Finance

Treasury yields increase as inflation data points to tepid rates

US Treasurys rallied on Friday morning following a week of dodgy inflation data and as traders looked to a more accommodative rate policy under new Federal Reserve Chairman Kevin Warsh.

The harvest on the 30 year bond jumped 8.6 points to just under 5.1%, the highest since May 22, 2025 and approaching the highest since October 2023.

The harvest on the 10-year Treasury note – the main benchmark for US borrowing – rose 7 basis points to 4.55%.

Meanwhile, the 2 year Treasury note The yield, which usually reacts in line with short-term Fed rate decisions, was more than 6 basis points higher at 4.06%.

One basis point equals 0.01%, and yields and prices move inversely with each other.

The yield jump comes as Warsh, who was confirmed by the Senate on Wednesday, faces a tough inflation picture. President Donald Trump continues to push for interest rate cuts, even as consumer price data and imports show rising prices.

Reports this week showed the rate of increase in consumer prices at 3.8%, the highest since May 2023. Similarly, producer prices, which measure wholesale costs and signs of pressure on pipeline inflation, came in at an annual average of 6%, the highest since late 2022.

Also, the cost of imports increased by 1.9% in the month of April, and 4.2% on a 12-month basis, data published by the Bureau of Labor Statistics showed on Thursday, as the conflict in the Middle East increased the prices of energy, causing buyers to increase their costs. The annual increase in import prices was the highest since October 2022, while the 8.8% increase in export costs marked the highest rate since September of that year.

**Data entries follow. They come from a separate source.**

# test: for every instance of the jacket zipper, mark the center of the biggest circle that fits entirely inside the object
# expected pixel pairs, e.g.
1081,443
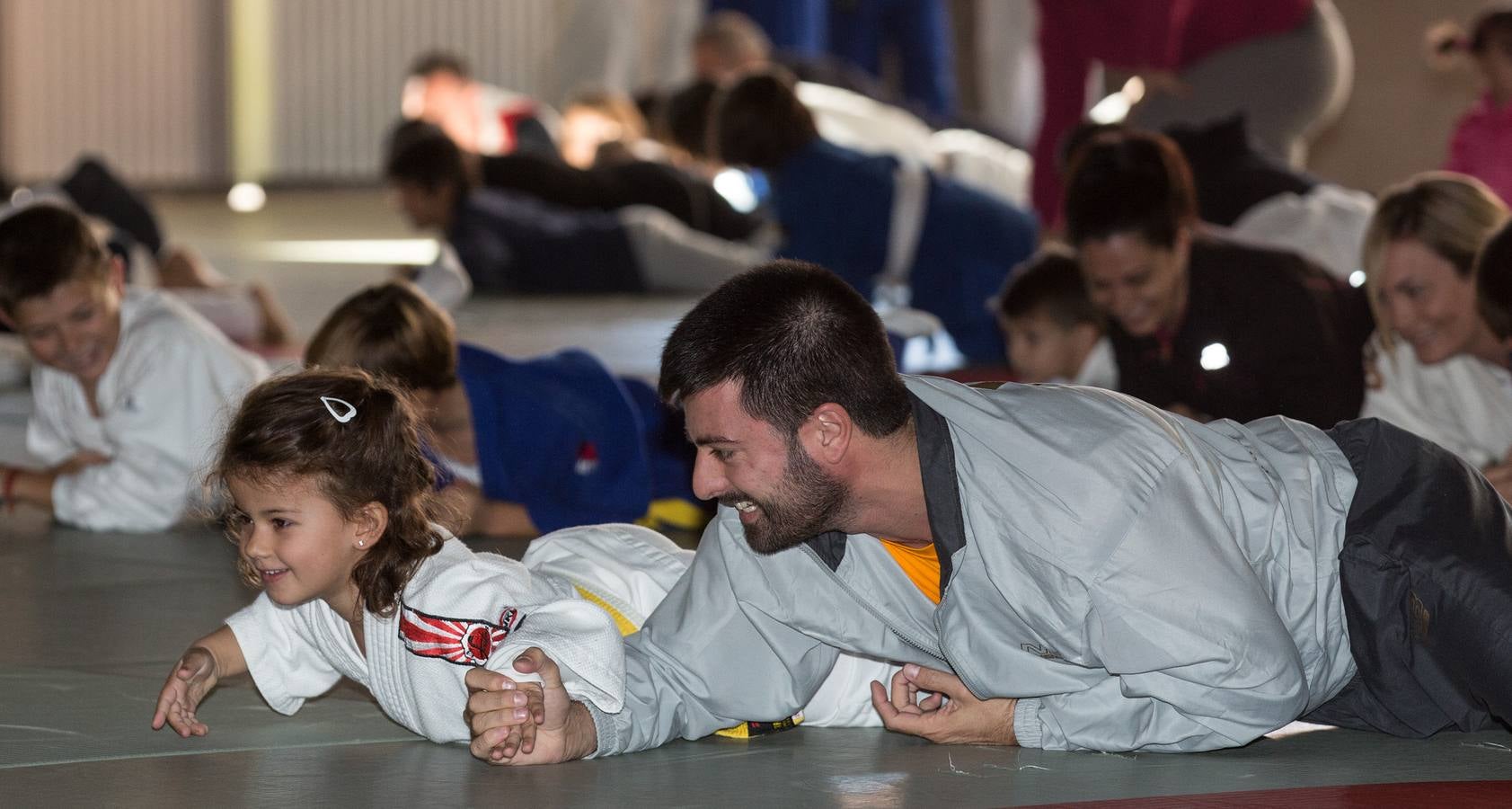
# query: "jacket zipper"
876,613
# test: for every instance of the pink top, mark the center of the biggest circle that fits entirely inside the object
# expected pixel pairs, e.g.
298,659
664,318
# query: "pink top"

The movement in bond markets is a reminder that “inflation is still a problem … the debt and deficit issue (especially in the UK) and sovereign bonds that are largely owned by foreigners are now a source of funds,” Peter Boockvar, chief investment officer of One Point BFG Wealth Partners, wrote in a morning note.

“Long-term interest rates now govern monetary policy,” he added. “I wish Kevin Warsh the best … but he still has to deal with the circumstances around him.”

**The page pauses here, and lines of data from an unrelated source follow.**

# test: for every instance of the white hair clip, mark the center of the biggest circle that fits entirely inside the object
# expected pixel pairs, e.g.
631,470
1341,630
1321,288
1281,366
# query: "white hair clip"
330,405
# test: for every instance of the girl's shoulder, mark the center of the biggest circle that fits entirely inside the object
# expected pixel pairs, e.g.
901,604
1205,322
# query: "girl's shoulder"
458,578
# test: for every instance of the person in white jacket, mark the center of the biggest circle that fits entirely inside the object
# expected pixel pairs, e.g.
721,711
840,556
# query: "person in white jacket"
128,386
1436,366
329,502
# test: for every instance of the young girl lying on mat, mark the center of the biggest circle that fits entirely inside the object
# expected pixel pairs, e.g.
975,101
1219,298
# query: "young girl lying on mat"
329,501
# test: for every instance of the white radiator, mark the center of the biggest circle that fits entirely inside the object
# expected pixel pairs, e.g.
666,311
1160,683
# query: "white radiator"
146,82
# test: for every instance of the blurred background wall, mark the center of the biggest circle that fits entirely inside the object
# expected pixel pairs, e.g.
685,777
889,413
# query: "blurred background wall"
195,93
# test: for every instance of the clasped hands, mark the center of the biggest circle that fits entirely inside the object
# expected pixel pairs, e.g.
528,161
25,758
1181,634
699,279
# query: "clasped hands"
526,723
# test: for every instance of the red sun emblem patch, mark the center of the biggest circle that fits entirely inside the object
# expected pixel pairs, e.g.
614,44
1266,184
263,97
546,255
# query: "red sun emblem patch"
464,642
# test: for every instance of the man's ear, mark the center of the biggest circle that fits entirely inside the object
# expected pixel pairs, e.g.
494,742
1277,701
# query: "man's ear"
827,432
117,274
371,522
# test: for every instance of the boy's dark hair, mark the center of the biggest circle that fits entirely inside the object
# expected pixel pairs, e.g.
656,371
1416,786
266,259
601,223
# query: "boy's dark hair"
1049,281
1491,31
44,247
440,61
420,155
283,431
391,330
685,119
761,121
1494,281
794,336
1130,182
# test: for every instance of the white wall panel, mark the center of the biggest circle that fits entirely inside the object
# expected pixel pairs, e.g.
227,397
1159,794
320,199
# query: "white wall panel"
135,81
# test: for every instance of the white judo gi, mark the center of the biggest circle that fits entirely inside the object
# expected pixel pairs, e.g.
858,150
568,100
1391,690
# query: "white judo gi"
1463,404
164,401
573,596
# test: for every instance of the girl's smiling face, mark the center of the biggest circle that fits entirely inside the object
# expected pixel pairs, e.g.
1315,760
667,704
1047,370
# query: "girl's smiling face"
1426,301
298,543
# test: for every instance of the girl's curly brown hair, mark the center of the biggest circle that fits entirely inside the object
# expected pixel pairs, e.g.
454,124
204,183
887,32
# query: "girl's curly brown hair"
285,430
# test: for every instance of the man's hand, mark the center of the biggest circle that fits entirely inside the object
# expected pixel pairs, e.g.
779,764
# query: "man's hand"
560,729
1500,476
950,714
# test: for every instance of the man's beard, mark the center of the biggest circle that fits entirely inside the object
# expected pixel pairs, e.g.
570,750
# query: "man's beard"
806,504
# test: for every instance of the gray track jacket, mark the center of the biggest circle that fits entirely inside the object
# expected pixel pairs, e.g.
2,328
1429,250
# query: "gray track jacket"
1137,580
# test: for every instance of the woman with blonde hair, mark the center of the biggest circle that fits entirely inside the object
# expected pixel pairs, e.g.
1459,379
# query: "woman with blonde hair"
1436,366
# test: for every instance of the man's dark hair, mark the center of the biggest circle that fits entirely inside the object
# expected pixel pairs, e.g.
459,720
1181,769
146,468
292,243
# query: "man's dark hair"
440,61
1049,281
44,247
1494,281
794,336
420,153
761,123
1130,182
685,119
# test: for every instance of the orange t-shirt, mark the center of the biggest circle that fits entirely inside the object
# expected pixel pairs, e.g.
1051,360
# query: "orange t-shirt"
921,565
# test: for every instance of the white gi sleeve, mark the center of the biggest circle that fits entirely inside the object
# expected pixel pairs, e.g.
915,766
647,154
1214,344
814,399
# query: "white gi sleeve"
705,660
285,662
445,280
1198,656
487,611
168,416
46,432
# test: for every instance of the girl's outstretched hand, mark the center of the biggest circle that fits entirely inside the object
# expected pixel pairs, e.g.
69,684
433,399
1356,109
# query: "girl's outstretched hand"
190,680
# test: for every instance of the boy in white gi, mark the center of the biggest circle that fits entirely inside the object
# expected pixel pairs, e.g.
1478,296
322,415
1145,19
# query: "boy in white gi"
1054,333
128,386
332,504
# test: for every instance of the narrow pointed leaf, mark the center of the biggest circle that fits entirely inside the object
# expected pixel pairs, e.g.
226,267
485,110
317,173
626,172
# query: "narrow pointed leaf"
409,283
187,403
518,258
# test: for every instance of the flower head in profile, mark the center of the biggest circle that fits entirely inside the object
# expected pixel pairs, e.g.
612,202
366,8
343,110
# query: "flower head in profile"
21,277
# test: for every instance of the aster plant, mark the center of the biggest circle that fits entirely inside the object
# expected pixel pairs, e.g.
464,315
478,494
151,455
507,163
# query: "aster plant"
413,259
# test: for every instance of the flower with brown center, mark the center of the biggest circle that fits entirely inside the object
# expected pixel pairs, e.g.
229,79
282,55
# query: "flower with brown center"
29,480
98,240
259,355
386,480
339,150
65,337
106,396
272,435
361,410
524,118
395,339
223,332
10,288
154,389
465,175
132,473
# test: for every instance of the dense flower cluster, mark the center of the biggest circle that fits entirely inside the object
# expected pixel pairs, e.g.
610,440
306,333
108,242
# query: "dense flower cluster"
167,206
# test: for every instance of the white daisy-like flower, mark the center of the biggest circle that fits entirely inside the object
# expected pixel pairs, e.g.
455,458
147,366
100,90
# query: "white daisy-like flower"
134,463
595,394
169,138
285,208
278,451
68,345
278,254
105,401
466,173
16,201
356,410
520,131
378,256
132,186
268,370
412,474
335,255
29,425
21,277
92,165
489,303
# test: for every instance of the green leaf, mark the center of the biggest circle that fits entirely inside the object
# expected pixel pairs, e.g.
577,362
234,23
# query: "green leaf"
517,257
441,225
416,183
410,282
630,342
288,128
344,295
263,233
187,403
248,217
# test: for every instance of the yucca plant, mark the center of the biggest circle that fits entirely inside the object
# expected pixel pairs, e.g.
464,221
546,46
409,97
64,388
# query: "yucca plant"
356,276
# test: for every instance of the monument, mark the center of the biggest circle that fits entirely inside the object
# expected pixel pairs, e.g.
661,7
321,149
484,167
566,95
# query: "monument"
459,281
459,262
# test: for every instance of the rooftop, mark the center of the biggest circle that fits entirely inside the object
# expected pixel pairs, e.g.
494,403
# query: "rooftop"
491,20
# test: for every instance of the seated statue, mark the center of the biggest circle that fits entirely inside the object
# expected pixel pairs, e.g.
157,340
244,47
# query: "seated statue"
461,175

The problems in the US bond market also reflected the ongoing financial challenges in the US

Although the government recorded a budget surplus of $215 billion in April – a normal month for tax collections – it was 17% below the same month in 2025.

The spiking harvest has not only been a problem in the US

German bonds jumped again, with the 10-year yielding 3.127% and benchmark Japanese government bonds rising 7 basis points to 2.69%.

Data releases expected later on Friday include monthly industrial production data from the Fed, as well as the latest New York state manufacturing jobs index for April.